The effects of concrete strength, prestressing force, shear span to depth ratio, amount of longitudinal steel, and width of the web on the shear strength of the prestressed concrete beams have been commented in many codes of practice.3-5 Many studies6-11 investigated the potential use of fibers as shear reinforcement in prestressed concrete beams. Many authors12-17 reported that the addition of steel fibers resulted in significant improvement of the shear capacity for reinforced (nonprestressed) beams. In the work of Cho and Kim,12 an upper-bound solution for shear resistance of fibrous concrete beams was obtained under a plane stress state by considering the equilibrium conditions on an assumed hyperbolic yield line in the shear span of the beam. The effect of the addition of fibers over the partial depth of prestressed concrete beams, however, has not yet been extensively investigated. An earlier study by Swamy and Bahia18 on using steel fibers over the partial depth of approximately 0.36h in the tension zone did not show reduced shear failures in a nonprestressed beam. In the present study, shear-critical prestressed concrete T-beams without and with fiber reinforcement over the partial (0.71h) or full depth were cast and tested to estimate the influence of fibers on the shear-resisting mechanisms.

RESEARCH SIGNIFICANCE

This paper provides test data pertaining to the shear strength of partially prestressed T-beams with steel fibers over their partial depth. The change in the mode of shear failure exhibited in the prestressed beams with moderately high-strength (65 MPa [9.42 ksi]) and high-strength (85 MPa [12.32 ksi]) grade concrete has been reported.
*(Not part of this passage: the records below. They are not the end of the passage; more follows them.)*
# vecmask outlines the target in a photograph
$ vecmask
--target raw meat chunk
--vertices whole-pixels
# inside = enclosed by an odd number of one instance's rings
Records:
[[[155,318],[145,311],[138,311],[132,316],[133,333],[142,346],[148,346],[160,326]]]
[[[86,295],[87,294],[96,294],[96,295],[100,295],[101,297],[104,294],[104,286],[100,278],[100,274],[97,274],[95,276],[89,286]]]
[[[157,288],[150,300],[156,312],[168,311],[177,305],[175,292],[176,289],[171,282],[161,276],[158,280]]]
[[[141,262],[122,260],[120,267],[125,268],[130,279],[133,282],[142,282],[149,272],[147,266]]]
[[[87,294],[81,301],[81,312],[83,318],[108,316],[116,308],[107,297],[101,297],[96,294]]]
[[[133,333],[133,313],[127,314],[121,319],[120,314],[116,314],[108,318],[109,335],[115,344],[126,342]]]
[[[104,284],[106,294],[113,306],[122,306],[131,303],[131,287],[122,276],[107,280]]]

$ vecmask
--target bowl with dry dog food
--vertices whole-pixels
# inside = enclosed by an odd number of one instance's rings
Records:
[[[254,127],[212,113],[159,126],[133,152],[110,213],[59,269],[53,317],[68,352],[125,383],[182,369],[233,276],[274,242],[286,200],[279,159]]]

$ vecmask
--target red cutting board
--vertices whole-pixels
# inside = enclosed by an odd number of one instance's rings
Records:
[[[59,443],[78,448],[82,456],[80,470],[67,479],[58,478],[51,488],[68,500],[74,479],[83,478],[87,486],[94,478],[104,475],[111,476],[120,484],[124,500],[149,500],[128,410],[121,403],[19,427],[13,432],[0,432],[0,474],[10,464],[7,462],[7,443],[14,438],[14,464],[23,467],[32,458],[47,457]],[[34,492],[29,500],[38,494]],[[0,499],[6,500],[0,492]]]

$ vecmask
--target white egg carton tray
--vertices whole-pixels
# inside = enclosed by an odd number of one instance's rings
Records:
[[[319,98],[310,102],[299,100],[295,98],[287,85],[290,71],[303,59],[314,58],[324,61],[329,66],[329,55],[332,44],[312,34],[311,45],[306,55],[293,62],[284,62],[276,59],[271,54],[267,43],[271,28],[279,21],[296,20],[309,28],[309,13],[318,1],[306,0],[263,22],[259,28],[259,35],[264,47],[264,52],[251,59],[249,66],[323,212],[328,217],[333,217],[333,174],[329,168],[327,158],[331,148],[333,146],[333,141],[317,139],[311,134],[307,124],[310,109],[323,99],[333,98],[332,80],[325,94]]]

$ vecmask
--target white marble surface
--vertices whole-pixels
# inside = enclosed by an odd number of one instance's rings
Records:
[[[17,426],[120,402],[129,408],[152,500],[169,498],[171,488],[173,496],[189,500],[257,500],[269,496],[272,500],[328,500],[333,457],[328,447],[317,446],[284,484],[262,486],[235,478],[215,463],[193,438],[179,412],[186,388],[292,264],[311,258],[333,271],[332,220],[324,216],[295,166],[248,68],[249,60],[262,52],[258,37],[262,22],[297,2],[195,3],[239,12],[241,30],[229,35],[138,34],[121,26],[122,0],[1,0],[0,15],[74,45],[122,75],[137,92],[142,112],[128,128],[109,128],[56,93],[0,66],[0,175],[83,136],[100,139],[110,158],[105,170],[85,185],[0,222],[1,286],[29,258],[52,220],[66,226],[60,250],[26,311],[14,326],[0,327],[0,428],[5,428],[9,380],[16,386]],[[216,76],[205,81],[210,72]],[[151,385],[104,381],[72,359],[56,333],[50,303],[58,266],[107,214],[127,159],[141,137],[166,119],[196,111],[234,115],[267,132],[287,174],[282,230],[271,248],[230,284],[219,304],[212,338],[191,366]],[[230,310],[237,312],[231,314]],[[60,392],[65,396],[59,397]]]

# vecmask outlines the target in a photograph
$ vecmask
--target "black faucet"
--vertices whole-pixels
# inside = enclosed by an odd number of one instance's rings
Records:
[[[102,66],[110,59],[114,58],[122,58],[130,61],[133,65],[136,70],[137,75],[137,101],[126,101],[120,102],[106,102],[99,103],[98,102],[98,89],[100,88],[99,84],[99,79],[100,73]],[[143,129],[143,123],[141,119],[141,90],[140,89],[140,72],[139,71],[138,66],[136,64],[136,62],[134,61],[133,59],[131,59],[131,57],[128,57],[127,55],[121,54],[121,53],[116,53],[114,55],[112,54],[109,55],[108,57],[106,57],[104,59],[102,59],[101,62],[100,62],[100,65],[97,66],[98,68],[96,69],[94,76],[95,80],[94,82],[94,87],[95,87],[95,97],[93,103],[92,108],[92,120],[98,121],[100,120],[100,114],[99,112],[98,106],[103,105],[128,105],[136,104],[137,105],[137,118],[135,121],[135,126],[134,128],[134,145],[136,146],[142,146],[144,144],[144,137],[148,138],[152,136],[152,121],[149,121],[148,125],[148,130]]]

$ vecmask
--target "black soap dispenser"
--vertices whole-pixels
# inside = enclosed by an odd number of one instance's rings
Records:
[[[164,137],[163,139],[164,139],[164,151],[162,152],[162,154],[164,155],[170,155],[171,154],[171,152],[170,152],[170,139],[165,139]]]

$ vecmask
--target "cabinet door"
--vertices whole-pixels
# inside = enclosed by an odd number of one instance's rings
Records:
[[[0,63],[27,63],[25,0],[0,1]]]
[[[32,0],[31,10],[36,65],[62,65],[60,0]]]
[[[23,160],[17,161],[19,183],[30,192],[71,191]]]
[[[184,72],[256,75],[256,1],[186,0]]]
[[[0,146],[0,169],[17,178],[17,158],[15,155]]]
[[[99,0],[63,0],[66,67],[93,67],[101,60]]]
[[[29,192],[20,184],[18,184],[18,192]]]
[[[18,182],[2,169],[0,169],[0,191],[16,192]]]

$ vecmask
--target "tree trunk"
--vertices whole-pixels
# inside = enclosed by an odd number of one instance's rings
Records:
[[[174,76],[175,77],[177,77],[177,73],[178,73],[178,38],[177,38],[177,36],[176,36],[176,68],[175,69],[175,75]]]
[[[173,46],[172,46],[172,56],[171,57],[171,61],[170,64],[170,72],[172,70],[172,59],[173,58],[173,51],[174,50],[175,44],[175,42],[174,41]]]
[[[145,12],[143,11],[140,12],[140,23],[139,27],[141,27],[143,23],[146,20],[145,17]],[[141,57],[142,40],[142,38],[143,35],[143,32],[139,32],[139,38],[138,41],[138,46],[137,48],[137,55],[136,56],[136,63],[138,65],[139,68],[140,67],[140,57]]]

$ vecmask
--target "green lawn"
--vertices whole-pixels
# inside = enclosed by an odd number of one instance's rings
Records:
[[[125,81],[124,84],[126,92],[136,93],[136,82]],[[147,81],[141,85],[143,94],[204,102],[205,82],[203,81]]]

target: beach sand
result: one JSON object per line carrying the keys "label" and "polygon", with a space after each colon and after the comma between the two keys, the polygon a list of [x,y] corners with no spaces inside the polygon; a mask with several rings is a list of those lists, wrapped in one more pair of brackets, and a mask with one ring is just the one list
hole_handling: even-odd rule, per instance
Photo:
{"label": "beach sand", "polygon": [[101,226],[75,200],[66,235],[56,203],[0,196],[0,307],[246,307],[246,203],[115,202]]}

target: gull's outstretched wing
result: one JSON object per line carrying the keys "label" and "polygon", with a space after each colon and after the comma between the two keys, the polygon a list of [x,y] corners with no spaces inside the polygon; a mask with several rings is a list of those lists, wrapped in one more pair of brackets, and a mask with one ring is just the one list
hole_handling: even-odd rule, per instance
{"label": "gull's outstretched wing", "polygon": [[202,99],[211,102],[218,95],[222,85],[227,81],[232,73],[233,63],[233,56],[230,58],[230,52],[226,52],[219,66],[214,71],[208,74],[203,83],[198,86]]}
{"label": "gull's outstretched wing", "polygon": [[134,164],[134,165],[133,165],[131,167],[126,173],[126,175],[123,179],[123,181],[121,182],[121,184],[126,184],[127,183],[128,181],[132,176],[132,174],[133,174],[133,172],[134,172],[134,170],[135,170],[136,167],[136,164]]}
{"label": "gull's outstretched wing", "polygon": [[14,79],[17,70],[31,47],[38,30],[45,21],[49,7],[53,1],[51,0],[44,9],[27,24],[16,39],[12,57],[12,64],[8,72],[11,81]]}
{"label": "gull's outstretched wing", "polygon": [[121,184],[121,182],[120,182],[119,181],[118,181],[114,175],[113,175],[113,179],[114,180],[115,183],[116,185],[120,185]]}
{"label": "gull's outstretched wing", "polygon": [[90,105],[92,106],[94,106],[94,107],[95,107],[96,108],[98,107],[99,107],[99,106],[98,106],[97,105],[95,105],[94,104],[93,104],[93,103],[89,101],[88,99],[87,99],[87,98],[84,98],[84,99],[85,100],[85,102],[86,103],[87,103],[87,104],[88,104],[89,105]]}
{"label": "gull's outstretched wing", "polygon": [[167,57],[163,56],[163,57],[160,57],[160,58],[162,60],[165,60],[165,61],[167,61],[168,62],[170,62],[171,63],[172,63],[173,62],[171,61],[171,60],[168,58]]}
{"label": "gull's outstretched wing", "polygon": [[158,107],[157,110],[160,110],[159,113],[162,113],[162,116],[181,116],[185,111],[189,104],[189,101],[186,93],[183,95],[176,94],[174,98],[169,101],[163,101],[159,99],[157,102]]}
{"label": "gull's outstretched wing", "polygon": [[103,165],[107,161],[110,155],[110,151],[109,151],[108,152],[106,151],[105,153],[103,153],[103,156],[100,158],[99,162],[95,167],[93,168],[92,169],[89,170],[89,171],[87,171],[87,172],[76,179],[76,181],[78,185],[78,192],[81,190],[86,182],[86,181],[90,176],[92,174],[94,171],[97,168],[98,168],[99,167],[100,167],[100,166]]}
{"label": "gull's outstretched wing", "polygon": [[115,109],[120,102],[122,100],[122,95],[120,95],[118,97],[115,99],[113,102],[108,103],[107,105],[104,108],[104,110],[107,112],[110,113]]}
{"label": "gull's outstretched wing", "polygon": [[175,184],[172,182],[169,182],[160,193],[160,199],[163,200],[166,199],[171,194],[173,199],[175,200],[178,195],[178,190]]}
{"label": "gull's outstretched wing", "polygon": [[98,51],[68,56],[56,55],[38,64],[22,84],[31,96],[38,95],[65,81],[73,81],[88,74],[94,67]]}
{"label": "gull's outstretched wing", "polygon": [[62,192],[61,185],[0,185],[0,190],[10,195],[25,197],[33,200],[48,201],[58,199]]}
An empirical model for the prediction of the shear strength of reinforced concrete and prestressed concrete derived from the regression analysis of 518 test data from this and other studies found in literature is presented. The presented model accounts for the contribution of fiber pullout mechanism across the shear crack expressed as a function of the matrix strength. The presence of fibers over the partial depth of the beam has been accounted for in the proposed shear strength model by introducing a partial depth fiber parameter. The shear strength contribution of the fibers has also been expressed in terms of equivalent stirrup spacing in prestressed concrete beams with concrete having no fibers.

EXPERIMENTAL INVESTIGATION

A total of nine T-beams were fabricated and tested in this study. All beams were 3.85 m (151.57 in.) long and were tested over a clear span of 3.6 m (141.73 in.). The longitudinal and cross-sectional details of the test specimens are shown in Fig. 1. The amount of longitudinal and transverse reinforcement was kept constant for all specimens. As all structural beams require nominal links to avoid problems resulting from marginal and unforeseen increases in the applied shear, stirrups were provided in all the test beams based on the governing criteria of minimum spacing (0.75d for the present case) specified by the Indian code of practice.5 The shear span to depth ratio was maintained constant for the entire test program (a/d = 2.65). The parameters that affect the shear strength of beams identified for the present study were the grade of concrete and the presence of steel fibers over partial or full depth. Pretensioned T-beam specimens were cast with NSC, moderately high-strength concrete ( f'^sub cu^ = 65 MPa [9.42 ksi]), or HSC. Three control beam specimens (one for each of the different concrete strengths with no fiber reinforcement), three T-beam specimens having fiber reinforcement over their full depth, and another three T-beams having fiber reinforcement only in the web portion, were cast to study the effect of the various parameters identified.